Annual Enrollment Period is in full swing! This is your opportunity to make changes to your Medicare plan that will better suit your needs in 2019.
Recently, I was joined by Medicare experts Kathleen Brennan and Kevin Tinagero of 360 Insurance Services, who shared some crucial information on where to begin when it comes to your Medicare plan.
To begin, why don’t we start with the basics.
What is Medicare?
Medicare is a federal program that provides health benefits to those 65 and older or those younger if suffering from disabilities. Medicare was designed to replace your health insurance when you turned 65. If you are 65 currently, you are eligible to enroll in Medicare.
Original Medicare is comprised of parts A and B. Part A covers hospitals and skilled nursing, and it comes free as long as you've worked to contribute it into Medicare for 40 quarters and paid the deductible of $1340, which covers you for 60 days.
After 60 days, you get into some pretty stiff co-pays that start at $335/day and go as high as $670/day.
Part B is designed to cover doctors. It comes with an initial fee (currently $134) which provides you with 80% coverage. While 20% exposure may not seem like a lot, as the cost of delivering care becomes more expensive, that 20% can become sizeable.
When to enroll
There is an enrollment window of seven months on your 65th birthday, think three months prior, the month of, and three months following your birthday. If you fail to enroll during this period, you’ll end up with a 10% penalty you’ll pay every year (think 10% of $134 every year, with premiums increasing).
How to enroll
The initial step to enrolling in Medicare is to activate your social security, which will activate Part A and Part B. The second step to really getting a grasp of your Medicare coverage is to find an advisor who is a broker with a thorough understanding of the Medicare options.
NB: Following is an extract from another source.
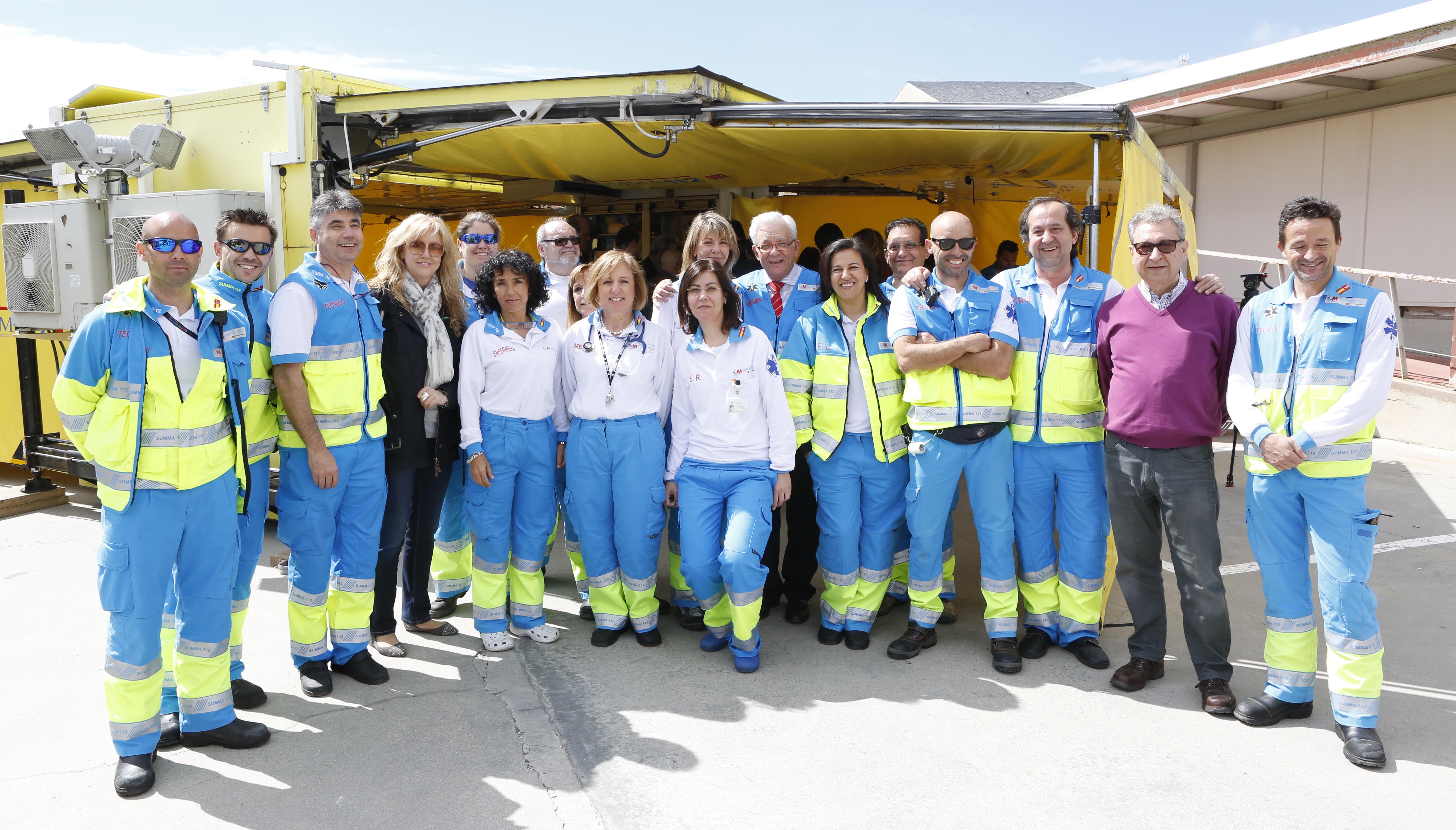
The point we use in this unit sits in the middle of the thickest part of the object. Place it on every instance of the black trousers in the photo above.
(408, 528)
(795, 579)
While Medicare Part A and Part B may not seem too difficult to grasp, we’re heading into the complicated world of Supplement and Advantage Medicare.
Supplement, Advantage, and Prescription Coverage
The Supplemental Plan
The Supplemental Plan is more commonly known as the Medigap Plan. The gap in the title may give this away, but supplemental coverage fills in the “gaps” from the other plans (remember that 20% from Part B we mentioned earlier?). Currently, there are 10 different versions of the Medigap plan, each representing a standardized service. This means if you opt for Medigap plan C, the benefits will be the same through every insurance company in every state. Most doctors accept Medigap, so you can likely still retain your family physician.
The Advantage Plan
The Advantage Plan works differently than the Supplemental Plan as it actually replaces your original Medicare by taking Parts A and B and combining them into one.
The Advantage Plan more closely mimics a group plan you likely received from your employer. However, there are some limitations as you may end up paying more for an out of network provider, and the network coinsurance may be more than you’d be seeing on a supplemental plan.
Our experts Kevin and Kathleen highly recommend you speak with someone before signing up for the Advantage Plan as it can get pretty murky and be difficult to know which plan is best to meet your personal needs.
Prescription Drugs or Plan D
When it comes to finding the right prescription drug plan, it’s likely time to call in the experts. All the plans vary, and depending on what medications you’re currently (or foreseeably) going to need will determine what prescription plan is best for you. What’s right for you may not be right for your spouse, so there is no blanket, one all solution. Even the premiums for the same coverage can differ depending on the provider.
There is no cost to working with an advisor (they’re compensated through the insurance companies), and they can help you determine what the best next steps are.
While this information may not be intimidating, I assure you that there are many more factors involved in the intricacies of Medicare.